Journal of Curriculum Studies | 2016
Richard Harris; Katharine Burn
Abstract Public and policy discourse about the content of history curricula is frequently contested, but the voice of history teachers is often absent from such debate. Drawing on a large-scale online survey of history teachers in England, this paper explores their responses to major curriculum reforms proposed by the Coalition government in February 2013. In particular, it examines teachers’ responses to government plans to prescribe a list of topics, events and individuals to be taught chronologically that all students would be expected to study. Nearly 550 teachers responded to the survey, and more than two-thirds of them provided additional written comments on the curriculum proposals. This paper examines these comments, with reference to a range of curriculum models. The study reveals a deep antagonism towards the proposals for various reasons, including concerns about the extent and nature of the substantive content proposed and the way in which it should be sequenced. Analysis of these reactions provides an illuminating insight into history teachers’ perspectives. Whilst the rationales that underpin their thinking seem to have connections to a variety of different theoretical models, the analysis suggests that more attention could usefully be devoted to the idea of developing frameworks of reference.

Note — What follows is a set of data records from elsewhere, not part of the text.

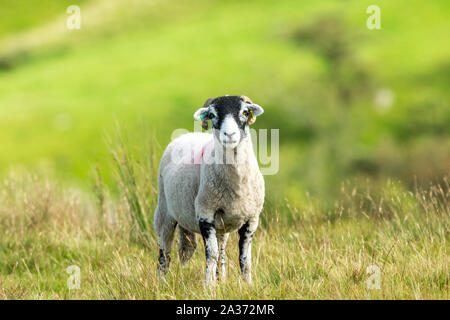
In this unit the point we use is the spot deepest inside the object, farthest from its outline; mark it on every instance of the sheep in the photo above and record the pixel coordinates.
(210, 184)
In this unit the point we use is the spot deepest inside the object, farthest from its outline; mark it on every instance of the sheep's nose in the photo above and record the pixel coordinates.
(229, 134)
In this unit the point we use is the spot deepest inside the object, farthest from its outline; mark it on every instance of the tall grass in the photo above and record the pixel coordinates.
(300, 251)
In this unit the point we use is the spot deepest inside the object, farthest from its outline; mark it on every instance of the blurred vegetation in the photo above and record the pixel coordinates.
(364, 121)
(349, 102)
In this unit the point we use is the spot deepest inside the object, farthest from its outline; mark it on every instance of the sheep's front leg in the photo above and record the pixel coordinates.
(222, 269)
(246, 233)
(208, 232)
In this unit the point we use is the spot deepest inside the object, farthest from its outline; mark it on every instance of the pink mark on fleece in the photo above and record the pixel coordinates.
(198, 158)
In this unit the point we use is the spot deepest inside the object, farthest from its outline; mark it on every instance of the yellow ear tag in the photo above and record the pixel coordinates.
(251, 118)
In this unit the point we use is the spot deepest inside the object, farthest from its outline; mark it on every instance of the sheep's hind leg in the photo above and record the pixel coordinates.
(246, 233)
(208, 232)
(187, 245)
(222, 243)
(166, 234)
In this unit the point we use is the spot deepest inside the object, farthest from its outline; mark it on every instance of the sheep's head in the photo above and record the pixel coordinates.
(230, 117)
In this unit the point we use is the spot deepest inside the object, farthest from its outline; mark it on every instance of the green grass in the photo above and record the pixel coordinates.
(298, 253)
(154, 63)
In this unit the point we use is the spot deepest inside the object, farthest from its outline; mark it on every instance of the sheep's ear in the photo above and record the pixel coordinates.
(255, 110)
(200, 114)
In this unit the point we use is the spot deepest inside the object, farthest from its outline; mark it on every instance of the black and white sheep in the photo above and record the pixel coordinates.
(211, 184)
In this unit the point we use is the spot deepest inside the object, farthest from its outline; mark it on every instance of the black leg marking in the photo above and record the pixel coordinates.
(208, 232)
(245, 241)
(164, 261)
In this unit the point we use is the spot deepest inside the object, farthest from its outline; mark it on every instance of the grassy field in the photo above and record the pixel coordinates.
(298, 253)
(364, 143)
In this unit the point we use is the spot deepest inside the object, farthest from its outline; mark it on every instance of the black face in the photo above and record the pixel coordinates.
(229, 105)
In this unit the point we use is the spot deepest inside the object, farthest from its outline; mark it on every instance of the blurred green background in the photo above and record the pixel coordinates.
(350, 103)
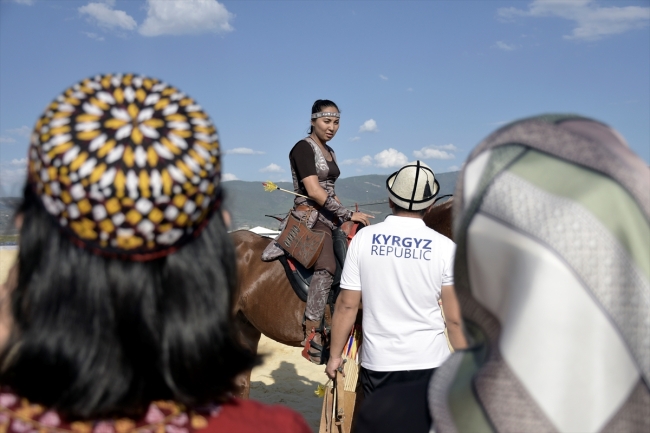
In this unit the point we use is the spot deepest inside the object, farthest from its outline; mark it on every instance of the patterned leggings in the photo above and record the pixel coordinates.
(321, 281)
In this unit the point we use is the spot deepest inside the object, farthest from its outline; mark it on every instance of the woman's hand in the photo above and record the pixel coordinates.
(332, 365)
(361, 217)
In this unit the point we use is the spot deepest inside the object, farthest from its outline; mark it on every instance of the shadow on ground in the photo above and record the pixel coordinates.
(286, 386)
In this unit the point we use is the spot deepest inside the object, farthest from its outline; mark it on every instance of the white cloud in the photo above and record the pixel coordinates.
(272, 168)
(384, 159)
(368, 126)
(23, 131)
(592, 22)
(175, 17)
(107, 17)
(436, 152)
(390, 158)
(12, 177)
(243, 151)
(503, 46)
(225, 177)
(94, 36)
(366, 160)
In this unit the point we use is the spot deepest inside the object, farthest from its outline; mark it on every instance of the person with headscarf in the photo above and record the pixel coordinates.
(117, 314)
(552, 223)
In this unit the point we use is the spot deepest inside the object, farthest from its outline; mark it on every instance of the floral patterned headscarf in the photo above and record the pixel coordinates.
(127, 165)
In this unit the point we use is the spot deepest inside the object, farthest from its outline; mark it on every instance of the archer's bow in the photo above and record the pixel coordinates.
(270, 186)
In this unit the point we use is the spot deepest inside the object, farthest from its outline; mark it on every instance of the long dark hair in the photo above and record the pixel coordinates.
(95, 337)
(318, 106)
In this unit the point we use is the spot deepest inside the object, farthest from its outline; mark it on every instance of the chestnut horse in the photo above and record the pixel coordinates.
(264, 301)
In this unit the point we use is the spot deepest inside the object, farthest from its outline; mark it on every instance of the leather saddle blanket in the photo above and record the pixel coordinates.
(300, 277)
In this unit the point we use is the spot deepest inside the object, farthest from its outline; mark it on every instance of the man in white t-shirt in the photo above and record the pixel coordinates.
(402, 269)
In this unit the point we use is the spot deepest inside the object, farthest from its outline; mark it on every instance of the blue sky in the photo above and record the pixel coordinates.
(422, 79)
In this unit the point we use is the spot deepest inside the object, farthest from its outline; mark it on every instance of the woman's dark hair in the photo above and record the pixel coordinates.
(318, 107)
(95, 337)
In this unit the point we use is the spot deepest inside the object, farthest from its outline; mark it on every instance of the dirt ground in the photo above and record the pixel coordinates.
(283, 378)
(289, 379)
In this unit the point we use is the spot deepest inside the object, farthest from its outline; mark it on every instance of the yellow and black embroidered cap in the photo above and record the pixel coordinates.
(129, 166)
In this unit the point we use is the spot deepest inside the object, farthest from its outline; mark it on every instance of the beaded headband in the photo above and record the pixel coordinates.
(127, 165)
(325, 114)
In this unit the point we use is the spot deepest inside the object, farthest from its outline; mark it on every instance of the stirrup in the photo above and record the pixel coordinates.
(314, 352)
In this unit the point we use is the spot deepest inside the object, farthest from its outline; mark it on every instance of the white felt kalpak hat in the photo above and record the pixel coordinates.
(413, 187)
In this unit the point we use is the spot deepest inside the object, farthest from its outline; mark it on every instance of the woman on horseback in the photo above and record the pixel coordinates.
(314, 171)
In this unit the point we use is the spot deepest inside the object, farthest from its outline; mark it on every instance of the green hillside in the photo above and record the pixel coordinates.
(248, 202)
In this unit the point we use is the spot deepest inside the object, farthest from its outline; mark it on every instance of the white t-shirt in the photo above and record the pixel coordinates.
(400, 266)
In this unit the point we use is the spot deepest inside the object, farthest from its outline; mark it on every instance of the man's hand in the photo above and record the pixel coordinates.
(332, 365)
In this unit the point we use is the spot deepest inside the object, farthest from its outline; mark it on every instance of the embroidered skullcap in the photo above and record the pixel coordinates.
(127, 165)
(413, 187)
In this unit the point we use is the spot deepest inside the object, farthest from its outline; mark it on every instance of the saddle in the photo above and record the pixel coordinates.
(300, 277)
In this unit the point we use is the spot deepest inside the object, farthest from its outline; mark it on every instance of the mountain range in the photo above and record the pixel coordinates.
(248, 203)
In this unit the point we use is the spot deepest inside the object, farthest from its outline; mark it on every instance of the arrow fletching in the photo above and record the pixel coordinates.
(269, 186)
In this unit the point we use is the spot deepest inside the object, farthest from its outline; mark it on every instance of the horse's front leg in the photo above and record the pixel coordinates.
(249, 337)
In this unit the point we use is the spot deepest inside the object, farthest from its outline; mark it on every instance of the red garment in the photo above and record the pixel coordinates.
(252, 416)
(17, 415)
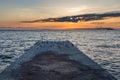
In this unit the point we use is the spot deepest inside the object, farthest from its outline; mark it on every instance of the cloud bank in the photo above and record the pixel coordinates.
(78, 18)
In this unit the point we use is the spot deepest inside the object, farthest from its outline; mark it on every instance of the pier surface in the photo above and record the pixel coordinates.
(50, 60)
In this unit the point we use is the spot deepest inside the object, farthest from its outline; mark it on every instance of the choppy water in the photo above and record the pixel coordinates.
(103, 46)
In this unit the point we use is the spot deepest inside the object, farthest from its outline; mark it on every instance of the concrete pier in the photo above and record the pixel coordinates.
(55, 60)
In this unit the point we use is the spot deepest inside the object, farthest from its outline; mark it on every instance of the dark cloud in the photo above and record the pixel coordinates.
(78, 18)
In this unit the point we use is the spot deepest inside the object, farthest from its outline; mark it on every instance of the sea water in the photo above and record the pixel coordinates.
(102, 46)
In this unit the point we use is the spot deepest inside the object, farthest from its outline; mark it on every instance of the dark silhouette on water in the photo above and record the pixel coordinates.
(55, 60)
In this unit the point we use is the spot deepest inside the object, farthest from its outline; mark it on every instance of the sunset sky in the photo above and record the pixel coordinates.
(12, 12)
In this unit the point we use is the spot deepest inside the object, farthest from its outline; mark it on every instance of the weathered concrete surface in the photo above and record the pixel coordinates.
(54, 61)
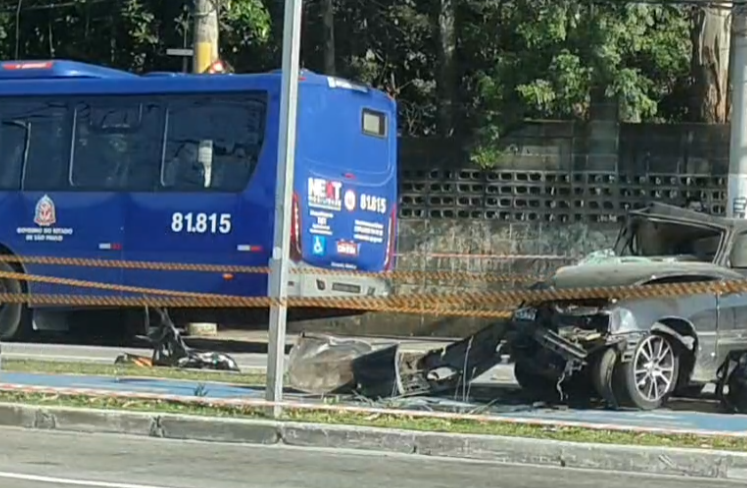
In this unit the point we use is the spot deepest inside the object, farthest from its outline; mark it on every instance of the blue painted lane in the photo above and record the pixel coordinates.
(134, 385)
(691, 416)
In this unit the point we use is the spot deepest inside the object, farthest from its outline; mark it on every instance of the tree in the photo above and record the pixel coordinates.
(710, 38)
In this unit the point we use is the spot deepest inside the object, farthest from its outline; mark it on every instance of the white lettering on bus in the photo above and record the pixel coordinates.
(373, 203)
(201, 223)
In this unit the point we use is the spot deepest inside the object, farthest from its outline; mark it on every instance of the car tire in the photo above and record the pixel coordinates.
(12, 316)
(648, 380)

Teacher Development | 2013
Jane McNicholl; Ann Childs; Katharine Burn
This paper reports a study that explored science teacher learning of pedagogical content knowledge and the factors that facilitated this in their workplace, schools. The research design employed interview and observation in two secondary school science departments in England. A seven part construct of PCK was used to analyse all data and the findings indicated that, routinely, teachers collaborated in social settings to share knowledge, principally in relation to two areas of PCK, subject matter and teaching strategies and resources. The main resources teachers drew on were colleagues as well as a key material artefact, shared teaching schemes. While recognising our view of PCK does not abandon the idea of teacher knowledge as being individually stored and applied, rather the argument here is that school science is now so broad, complex and context-dependent that much of it needs to be off-loaded onto material artefacts and distributed amongst teachers. There are practical implications of this study for both ITE and CPD programmes in shifting the focus away from individualistic provision far removed from teachers’ workplaces to that which works in the school context and at the department level where teachers are able to benefit from, and contribute to, shared knowledge and expertise therein.